The Veterans' Administration (VA) admits it has a backlog of 600,000 disability claims--including 250,000 from veterans of the current wars in Iraq and Afghanistan. Paul Sullivan from Veterans for Common Sense explained that returning vets seeking help "run into a 26-page claim form, a bureaucracy completely overwhelmed, and at hospitals, if the vets show up suicidal, in some cases, they are turned away."

Income limits for VA benefits instituted in January 2003 leave many thousands of vets uncovered. In many regions of the U.S., a veteran earning as little as $24,000 doesn't qualify for VA health coverage.

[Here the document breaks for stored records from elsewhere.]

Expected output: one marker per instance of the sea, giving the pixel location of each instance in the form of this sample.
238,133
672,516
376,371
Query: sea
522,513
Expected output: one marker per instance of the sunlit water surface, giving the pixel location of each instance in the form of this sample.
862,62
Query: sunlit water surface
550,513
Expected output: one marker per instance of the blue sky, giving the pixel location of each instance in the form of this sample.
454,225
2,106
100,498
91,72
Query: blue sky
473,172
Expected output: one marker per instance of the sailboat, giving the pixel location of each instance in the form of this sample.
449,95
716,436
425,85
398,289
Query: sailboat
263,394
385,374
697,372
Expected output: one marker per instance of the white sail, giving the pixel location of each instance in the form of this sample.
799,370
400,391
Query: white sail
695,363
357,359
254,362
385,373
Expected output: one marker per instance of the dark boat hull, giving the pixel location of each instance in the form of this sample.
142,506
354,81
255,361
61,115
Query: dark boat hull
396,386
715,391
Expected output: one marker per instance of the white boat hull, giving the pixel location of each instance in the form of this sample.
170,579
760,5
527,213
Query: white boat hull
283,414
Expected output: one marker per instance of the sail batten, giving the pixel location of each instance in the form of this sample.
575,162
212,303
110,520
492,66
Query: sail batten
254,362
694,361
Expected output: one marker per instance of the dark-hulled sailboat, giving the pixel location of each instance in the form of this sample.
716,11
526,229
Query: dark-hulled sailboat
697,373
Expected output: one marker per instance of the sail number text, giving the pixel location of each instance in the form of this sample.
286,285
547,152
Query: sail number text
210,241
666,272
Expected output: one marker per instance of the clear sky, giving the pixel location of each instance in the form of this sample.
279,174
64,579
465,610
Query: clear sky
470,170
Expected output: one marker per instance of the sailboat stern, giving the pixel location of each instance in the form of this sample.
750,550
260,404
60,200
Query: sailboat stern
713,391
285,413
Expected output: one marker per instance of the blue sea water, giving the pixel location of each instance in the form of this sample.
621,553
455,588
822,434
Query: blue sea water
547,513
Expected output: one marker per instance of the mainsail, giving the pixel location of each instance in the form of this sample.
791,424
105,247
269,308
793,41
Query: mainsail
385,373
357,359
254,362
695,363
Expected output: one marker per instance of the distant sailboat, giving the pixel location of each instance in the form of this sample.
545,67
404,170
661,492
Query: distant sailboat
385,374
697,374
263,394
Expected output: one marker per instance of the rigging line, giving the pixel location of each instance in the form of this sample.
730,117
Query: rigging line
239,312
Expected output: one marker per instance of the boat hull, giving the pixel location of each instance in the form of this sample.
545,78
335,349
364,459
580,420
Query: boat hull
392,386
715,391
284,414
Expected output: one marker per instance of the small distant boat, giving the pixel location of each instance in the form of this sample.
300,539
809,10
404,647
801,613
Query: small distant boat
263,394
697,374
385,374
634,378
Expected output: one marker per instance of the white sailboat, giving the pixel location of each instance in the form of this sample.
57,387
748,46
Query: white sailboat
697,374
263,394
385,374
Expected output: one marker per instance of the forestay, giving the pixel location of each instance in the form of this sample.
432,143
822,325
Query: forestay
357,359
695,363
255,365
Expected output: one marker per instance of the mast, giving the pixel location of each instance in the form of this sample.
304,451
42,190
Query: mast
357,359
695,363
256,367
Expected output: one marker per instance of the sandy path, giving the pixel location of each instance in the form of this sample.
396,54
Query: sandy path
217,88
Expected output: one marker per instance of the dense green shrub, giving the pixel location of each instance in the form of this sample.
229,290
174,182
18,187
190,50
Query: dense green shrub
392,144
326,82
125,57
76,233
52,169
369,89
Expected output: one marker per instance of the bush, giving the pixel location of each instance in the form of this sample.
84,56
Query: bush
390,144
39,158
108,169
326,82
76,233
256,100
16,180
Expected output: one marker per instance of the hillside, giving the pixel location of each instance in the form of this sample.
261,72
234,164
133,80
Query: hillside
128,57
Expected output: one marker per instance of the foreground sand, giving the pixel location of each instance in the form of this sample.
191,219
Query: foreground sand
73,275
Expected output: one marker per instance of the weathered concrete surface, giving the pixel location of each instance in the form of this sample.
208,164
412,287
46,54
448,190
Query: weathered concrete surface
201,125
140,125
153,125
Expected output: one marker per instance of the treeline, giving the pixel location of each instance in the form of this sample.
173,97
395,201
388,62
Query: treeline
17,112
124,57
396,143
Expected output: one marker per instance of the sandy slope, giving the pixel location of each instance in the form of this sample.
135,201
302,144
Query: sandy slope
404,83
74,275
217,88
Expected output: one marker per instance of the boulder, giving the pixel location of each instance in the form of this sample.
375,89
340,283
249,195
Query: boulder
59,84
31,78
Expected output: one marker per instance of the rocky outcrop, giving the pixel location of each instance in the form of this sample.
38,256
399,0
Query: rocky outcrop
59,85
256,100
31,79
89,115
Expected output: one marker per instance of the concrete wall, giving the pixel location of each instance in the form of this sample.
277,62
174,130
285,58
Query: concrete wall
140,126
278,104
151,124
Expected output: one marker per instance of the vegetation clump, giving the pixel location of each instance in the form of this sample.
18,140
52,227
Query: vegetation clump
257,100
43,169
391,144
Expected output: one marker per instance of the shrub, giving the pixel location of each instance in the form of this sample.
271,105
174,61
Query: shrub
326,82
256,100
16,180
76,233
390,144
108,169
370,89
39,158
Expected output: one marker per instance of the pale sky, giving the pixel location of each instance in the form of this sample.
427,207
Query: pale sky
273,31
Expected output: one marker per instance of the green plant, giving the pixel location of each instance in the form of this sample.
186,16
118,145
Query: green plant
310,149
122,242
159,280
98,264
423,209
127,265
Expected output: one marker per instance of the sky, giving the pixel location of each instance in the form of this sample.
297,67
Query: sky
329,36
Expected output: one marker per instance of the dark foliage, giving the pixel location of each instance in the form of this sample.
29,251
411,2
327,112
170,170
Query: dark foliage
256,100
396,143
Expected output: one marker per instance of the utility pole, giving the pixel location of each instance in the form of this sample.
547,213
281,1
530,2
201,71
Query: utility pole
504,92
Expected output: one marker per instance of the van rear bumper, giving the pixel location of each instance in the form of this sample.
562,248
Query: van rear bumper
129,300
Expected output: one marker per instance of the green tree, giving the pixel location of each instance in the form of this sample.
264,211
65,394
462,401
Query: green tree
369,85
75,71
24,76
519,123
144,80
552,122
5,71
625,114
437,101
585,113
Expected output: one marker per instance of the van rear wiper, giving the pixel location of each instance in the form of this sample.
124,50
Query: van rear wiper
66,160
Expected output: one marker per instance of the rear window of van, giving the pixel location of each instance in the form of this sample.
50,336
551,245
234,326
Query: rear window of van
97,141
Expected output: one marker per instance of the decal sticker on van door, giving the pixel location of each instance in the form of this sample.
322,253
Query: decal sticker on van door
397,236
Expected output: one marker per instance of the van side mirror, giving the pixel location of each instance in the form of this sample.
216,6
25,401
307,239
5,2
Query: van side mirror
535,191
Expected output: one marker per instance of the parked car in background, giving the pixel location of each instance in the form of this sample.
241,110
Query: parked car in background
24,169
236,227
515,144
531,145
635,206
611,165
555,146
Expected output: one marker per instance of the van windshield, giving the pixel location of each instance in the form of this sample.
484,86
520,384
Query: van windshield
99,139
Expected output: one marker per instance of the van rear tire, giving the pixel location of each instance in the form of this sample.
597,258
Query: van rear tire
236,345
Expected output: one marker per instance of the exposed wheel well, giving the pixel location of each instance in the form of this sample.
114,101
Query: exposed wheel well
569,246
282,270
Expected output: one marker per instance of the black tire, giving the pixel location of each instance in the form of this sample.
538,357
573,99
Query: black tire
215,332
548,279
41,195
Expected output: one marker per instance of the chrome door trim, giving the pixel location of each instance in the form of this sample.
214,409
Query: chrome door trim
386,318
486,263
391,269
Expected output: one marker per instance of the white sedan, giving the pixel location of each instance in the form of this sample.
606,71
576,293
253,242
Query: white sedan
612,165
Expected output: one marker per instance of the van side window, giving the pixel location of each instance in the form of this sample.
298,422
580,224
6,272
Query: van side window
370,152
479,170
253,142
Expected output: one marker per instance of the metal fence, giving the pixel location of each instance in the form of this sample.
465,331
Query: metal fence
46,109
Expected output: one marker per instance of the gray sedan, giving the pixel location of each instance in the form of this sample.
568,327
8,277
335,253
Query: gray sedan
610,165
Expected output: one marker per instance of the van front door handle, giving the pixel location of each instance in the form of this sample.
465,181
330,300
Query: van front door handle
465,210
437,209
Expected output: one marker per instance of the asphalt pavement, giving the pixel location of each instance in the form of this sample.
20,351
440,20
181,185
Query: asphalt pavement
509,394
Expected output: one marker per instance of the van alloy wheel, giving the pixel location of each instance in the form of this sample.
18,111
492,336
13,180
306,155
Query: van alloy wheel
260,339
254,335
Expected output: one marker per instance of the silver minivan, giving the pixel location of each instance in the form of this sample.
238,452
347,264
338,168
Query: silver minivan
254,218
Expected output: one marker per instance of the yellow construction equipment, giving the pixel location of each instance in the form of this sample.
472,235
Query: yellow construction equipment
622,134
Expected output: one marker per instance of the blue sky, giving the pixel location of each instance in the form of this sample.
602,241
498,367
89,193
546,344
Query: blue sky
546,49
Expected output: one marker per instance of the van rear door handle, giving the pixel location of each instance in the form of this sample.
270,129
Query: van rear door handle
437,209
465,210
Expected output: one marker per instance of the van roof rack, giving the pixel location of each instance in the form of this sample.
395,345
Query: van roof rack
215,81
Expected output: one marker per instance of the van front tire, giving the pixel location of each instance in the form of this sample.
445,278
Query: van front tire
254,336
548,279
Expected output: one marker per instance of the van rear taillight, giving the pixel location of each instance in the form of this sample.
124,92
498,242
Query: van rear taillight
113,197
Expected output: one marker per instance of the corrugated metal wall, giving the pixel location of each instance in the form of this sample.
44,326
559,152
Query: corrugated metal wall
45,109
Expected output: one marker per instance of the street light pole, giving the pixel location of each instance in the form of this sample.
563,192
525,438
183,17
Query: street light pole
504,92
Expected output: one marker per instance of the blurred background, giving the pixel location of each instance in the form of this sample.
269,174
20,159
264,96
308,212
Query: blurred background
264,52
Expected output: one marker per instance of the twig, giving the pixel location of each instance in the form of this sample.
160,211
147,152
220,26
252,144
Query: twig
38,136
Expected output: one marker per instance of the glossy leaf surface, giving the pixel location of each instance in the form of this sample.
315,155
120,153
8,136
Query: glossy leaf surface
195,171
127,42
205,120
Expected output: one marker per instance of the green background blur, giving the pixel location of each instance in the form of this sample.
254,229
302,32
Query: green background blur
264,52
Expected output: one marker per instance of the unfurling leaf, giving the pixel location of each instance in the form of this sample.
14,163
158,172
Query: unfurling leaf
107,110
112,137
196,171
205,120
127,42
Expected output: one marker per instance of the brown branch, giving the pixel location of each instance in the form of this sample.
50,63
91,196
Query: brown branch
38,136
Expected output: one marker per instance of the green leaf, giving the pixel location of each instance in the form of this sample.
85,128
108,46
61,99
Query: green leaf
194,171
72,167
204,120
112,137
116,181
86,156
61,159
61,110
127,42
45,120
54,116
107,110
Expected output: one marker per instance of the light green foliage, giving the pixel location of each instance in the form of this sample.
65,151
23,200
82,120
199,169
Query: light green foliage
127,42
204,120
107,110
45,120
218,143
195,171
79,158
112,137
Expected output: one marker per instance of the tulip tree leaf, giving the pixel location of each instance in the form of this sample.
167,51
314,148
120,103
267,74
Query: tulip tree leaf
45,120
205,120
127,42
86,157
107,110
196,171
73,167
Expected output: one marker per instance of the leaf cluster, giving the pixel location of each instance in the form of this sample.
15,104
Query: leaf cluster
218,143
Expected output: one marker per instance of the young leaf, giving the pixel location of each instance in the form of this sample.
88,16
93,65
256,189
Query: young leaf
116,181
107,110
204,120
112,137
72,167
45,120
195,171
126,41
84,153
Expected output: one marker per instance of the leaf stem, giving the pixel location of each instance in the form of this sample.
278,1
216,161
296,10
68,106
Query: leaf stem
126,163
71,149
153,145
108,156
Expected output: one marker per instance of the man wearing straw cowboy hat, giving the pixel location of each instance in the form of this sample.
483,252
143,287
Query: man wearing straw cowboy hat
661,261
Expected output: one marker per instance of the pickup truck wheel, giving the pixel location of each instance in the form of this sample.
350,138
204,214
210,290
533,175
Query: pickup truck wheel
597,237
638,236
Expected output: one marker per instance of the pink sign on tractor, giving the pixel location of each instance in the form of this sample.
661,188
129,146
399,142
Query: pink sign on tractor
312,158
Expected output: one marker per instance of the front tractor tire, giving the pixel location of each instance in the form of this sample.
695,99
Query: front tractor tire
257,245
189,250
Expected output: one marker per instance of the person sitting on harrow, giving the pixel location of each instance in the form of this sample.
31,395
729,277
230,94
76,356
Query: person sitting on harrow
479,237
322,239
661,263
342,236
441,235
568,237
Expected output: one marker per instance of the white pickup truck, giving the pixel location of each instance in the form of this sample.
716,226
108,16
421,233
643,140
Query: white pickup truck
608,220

Just in time for Veterans' Day, the Washington, D.C.-based National Alliance to End Homelessness released a report documenting that, while veterans constitute just 11 percent of the population, they are 26 percent of homeless people nationwide.

Vietnam vet Arthur Williams, a homeless Vietnam vet from New York, told Voice of America, "My problems [are] related to my experiences in Vietnam, and all the carnage and the mayhem and the suffering that I've seen...And it has a profound effect on my head. I killed and maimed."

Indeed, as IVAW member Jeff Englehart wrote in the GI Special on November 9, " For some of my closest friends and me, Veterans Day is every day, and it is a fact that cannot be so easily praised and cheered with the enthusiastic waving of an American flag.

"Many of us live through life in the solitary confines of our experiences, walking amongst the living, while holding hands with the dead...

"But if we truly believed in recognizing the services of our veterans, we as a people would honor our vets by removing them from the immorality of a criminal war, and demand an immediate and unconditional withdrawal of American troops from Iraq and Afghanistan."